Photo : Radio-Canada / Patrick Lacelle

Michel Corriveau

Contrairement à l’Île-du-Prince-Édouard, le Nouveau-Brunswick ne compte pas aider financièrement les producteurs aux prises avec des mesures plus sévères pour la quarantaine des travailleurs étrangers.

Les producteurs agricoles du Nouveau-Brunswick doivent trouver des moyens pour affronter des coûts supplémentaires qui peuvent atteindre plus de 6000 $ par travailleur étranger temporaire.

Le gouvernement du Nouveau-Brunswick impose une quarantaine individuelle pour chaque travailleur étranger temporaire qui viendra dans la province.

Les producteurs doivent donc les loger dans des hôtels pendant deux semaines. Certaines provinces, comme la Nouvelle-Écosse, permettent une quarantaine de groupe, ce qui occasionne des frais moins élevés.

Certaines personnes ont considéré toutes les options, allant de réduire la production à augmenter la production.

Une citation de :Maxime Gauvin, directeur général de la Récolte de chez nous
Un travailleur mexicain travaille dans un champ.

Un travailleur mexicain travaille dans un champ.

Photo : Radio-Canada / Marc-Antoine Lavoie

Kent Coates, propriétaire de la ferme Nature's Route, embauche des travailleurs étrangers chaque année.

À cause des nouvelles mesures de quarantaine imposées, le producteur de Pont-à-Buot, près de Sackville, devra payer plusieurs milliers de dollars supplémentaires que prévu.

Ce que je dois faire, c'est augmenter ma production et essayer d'avoir plus de revenus pour payer le surplus de dépenses, dit-il.

Kent Coates, propriétaire de la ferme Nature's Route.

Kent Coates, propriétaire de la ferme Nature's Route.

Photo : Radio-Canada

À la Récolte de chez nous, on se demande aussi si les mesures de quarantaine individuelles n’auront pas des effets négatifs sur la santé mentale des travailleurs.

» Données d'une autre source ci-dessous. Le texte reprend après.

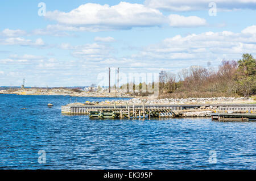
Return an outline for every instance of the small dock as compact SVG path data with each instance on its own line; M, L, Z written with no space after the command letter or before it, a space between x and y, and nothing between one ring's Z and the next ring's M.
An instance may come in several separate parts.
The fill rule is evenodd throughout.
M255 121L256 113L215 113L212 114L212 120L218 121Z
M151 117L189 117L188 113L199 113L199 117L210 117L213 120L228 120L229 119L243 119L246 116L234 117L222 115L211 115L215 113L256 113L256 104L202 104L202 105L67 105L61 107L61 113L69 115L89 114L90 118L96 119L131 119ZM203 116L200 115L203 112ZM194 114L195 115L195 114ZM222 115L222 116L221 116ZM197 117L192 116L190 117Z

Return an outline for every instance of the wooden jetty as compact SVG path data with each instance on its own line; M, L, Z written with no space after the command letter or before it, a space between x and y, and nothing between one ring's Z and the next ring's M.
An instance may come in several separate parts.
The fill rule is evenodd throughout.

Les isoler dans un pays qui n’est pas le leur, dans un hôtel par exemple, sans possibilité de faire leur propre nourriture, l'effet sur leur santé mentale est quand même très important, observe Maxime Gauvin, le directeur général de la Récolte de chez nous.

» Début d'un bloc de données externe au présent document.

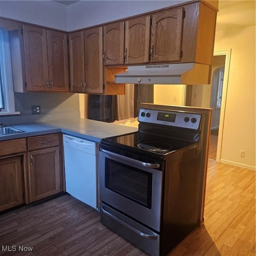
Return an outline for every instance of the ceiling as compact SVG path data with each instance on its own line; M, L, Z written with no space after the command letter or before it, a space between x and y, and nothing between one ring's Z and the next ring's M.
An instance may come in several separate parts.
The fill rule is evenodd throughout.
M219 0L216 31L255 25L255 0Z
M79 1L75 1L75 0L61 0L60 1L55 1L54 0L54 2L56 2L57 3L59 3L59 4L64 4L64 5L68 6Z
M79 2L54 0L67 6ZM255 25L256 2L255 0L219 0L216 31Z

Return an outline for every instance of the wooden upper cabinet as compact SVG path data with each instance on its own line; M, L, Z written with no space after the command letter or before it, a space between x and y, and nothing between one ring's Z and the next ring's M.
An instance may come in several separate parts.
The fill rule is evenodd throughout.
M47 44L50 89L53 91L68 92L67 34L48 30Z
M146 16L125 22L125 64L148 62L150 20L150 16Z
M28 91L68 92L67 34L23 25Z
M0 159L0 212L25 202L21 156Z
M23 25L27 90L49 90L46 30Z
M83 31L69 34L71 90L84 92L84 59Z
M181 8L152 15L150 62L180 60L184 10Z
M59 150L56 147L29 152L30 202L61 191Z
M104 65L124 64L124 22L117 22L104 26L103 62Z
M103 93L102 28L84 30L85 92Z

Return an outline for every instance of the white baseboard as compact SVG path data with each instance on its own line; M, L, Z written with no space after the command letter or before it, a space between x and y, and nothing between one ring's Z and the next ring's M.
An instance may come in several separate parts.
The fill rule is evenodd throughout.
M244 169L248 169L249 170L252 170L253 171L256 171L256 167L252 166L252 165L244 164L240 164L240 163L237 163L235 162L232 162L232 161L228 161L227 160L224 160L224 159L220 159L220 163L222 163L222 164L226 164L233 165L235 166L237 166L238 167L241 167L241 168L244 168Z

Un homme dans un marché des fermiers

Maxime Gauvin de la Récolte de chez nous (archives).

Photo : Radio-Canada / Margaud Castadère

Les producteurs souhaitent toujours que Fredericton finisse par imiter d’autres provinces qui ont décidé de soutenir l’industrie agricole.

Notre gouvernement provincial qui dit d'un côté vouloir promouvoir l'achat local, augmenter la production de fruits et légumes... et de l'autre côté, il ne semble pas faire de gros efforts pour appuyer ceux qui sont déjà dans le domaine et qui nourrissent déjà les Néo-Brunswickois, dit Maxime Gauvin.

J'aimerais voir plus de support de notre gouvernement pour les fermes, pour l'agriculture, déclare de son côté Kent Coates, le propriétaire de Nature's Route.

Le gouvernement provincial n’a pas répondu à nos demandes de commentaires à ce sujet.